Marc Johnson finds this moving piece of music the perfect vehicle for his own singularly personal interpretation of this love ballad. It’s hard to imagine such a seminal love theme could be so well expressed by the single voice of a virtuosic double bassist, but Johnson makes it his own. He starts with several multiple-string plucks that set the stage. The sparse ringing of his decaying notes on the repeating theme resonates with sincerity and his playing barely waivers from the truth of the music’s original iconic essence.   

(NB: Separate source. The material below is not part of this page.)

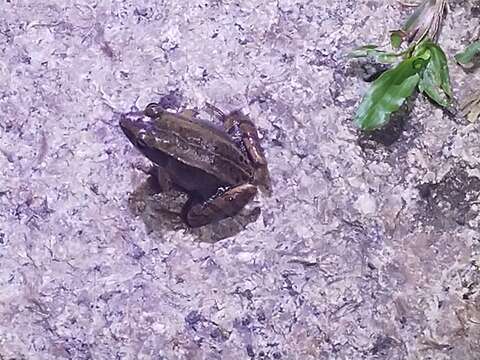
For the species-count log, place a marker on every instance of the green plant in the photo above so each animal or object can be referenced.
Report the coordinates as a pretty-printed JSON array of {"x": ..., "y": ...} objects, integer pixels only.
[{"x": 422, "y": 65}]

Johnson's composition “Life of Pai” is a dirge-like song that he has dedicated to the passing of both his father and his father-in-law. Sadly both transitioned within months of each other. “Pai” is Portuguese for father and thus " Life of Father." The music utilizes a somber descending feel, sometimes using multiple strings in tandem, and Johnson creates a solemnity that might be considered a sacred requiem.

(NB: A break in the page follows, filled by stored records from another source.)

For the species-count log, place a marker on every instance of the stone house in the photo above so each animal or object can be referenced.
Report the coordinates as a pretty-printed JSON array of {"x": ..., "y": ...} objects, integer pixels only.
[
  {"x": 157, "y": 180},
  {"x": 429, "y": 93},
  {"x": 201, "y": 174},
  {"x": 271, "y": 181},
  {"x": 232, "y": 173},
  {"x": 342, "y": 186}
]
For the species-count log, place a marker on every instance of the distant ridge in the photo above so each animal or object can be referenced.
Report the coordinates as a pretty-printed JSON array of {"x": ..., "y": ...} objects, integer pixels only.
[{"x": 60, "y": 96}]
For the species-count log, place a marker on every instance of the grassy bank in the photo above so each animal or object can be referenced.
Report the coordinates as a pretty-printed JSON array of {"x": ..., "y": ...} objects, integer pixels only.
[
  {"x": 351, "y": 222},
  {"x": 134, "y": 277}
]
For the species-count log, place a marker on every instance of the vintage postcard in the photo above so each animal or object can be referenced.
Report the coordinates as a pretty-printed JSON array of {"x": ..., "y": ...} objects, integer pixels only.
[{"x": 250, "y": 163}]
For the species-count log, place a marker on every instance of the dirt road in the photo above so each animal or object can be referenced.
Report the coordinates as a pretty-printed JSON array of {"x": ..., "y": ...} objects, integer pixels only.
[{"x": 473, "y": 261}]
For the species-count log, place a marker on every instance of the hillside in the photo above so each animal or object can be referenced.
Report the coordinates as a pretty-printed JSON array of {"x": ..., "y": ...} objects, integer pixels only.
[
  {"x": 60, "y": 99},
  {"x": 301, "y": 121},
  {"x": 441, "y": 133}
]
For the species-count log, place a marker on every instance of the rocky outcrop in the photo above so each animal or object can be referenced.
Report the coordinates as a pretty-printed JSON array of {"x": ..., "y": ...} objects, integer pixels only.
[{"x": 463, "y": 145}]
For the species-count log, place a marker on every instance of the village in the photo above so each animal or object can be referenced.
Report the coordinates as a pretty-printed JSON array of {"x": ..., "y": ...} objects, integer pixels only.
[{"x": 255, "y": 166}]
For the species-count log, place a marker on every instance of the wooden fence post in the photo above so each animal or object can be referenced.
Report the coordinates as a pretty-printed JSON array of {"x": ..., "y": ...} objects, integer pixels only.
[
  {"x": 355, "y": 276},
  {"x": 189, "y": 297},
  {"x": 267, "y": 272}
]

“And Strike Each Tuneful String” is based on a folk song, “Wonderous Love,” that Johnson's mother used to sing in a church choir. Using these personal recollections- tiebacks to his life experiences and his upbringing- makes his music a living, breathing, DNA-like part of his creative process. You hear the bassist building on ideas, motifs that inspire him, and he expands on them like a meditation that he follows religiously to see what develops. During the process, other ideas emerge, other patterns are introduced, further extrapolations are developed and the music expands organically. Johnson creates a rapidly repeated pattern on his bass that hums, whirls, and vibrates like a turbine in action. There is a visceral connection to the turbulence he creates on his bass patterns that can draw you in, hypnotize you.

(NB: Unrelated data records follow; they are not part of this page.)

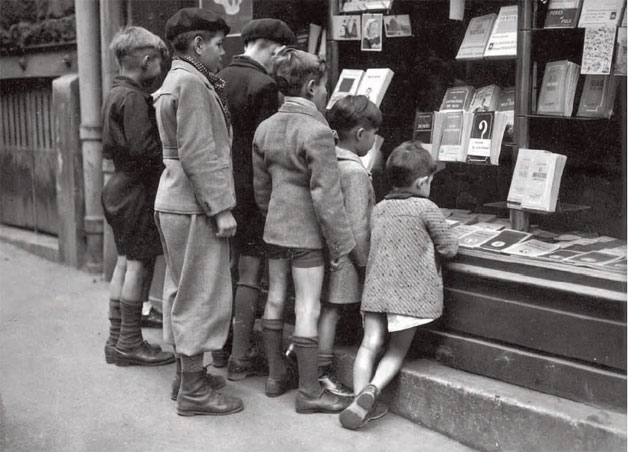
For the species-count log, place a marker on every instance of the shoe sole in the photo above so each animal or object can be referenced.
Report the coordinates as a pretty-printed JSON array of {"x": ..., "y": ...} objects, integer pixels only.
[
  {"x": 354, "y": 416},
  {"x": 125, "y": 362},
  {"x": 205, "y": 413}
]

“Yin and Yang” is a song developed by Johnson when he was working on experimenting with the sonic aspects of his custom-made double bass made by the Brazilian luthier Paulo Gomes. In his interview with Bass Magazine, which was so valuable to understanding the bassist's thoughts about this album,  Johnson said “I got into this strumming thing one day and I said ‘Wow, listen to that.’  I put my ear down in front of the instrument and hit all the strings-when you hear all the harmonics bouncing off each other, it’s really cool.” 

Johnson strumming created this drone-like, harmonically rich background that has drum-like qualities. He overdubbed his Eastern-influenced arco to create this contemplative composition. Take a seat in a comfortable recliner, grab a set of good headphones and just lose yourself into this one. Guaranteed to lower your stress and blood pressure and leave you at peace for a little over four precious minutes.

The closing composition “Whorled, Whirled World” has a minimalist form that Johnson created in admiration of such composers like Philip Glass and Steve Reich. The bassist opens with a repeating, cyclical pattern that creates a whirl-like rush. He changes between time signatures without ever losing the flow. He minimally accentuates the whirlwind with improvisational accents that he creates in the moment. There is a feeling that more than one person is creating this gyroscopic-like storm, but it is only Johnson and his marvelous instrument. He modulates his velocity at times and eventually allows the music to fade out at the coda. He creates the impression that this energy-charged musical pattern has a perpetual life all its own.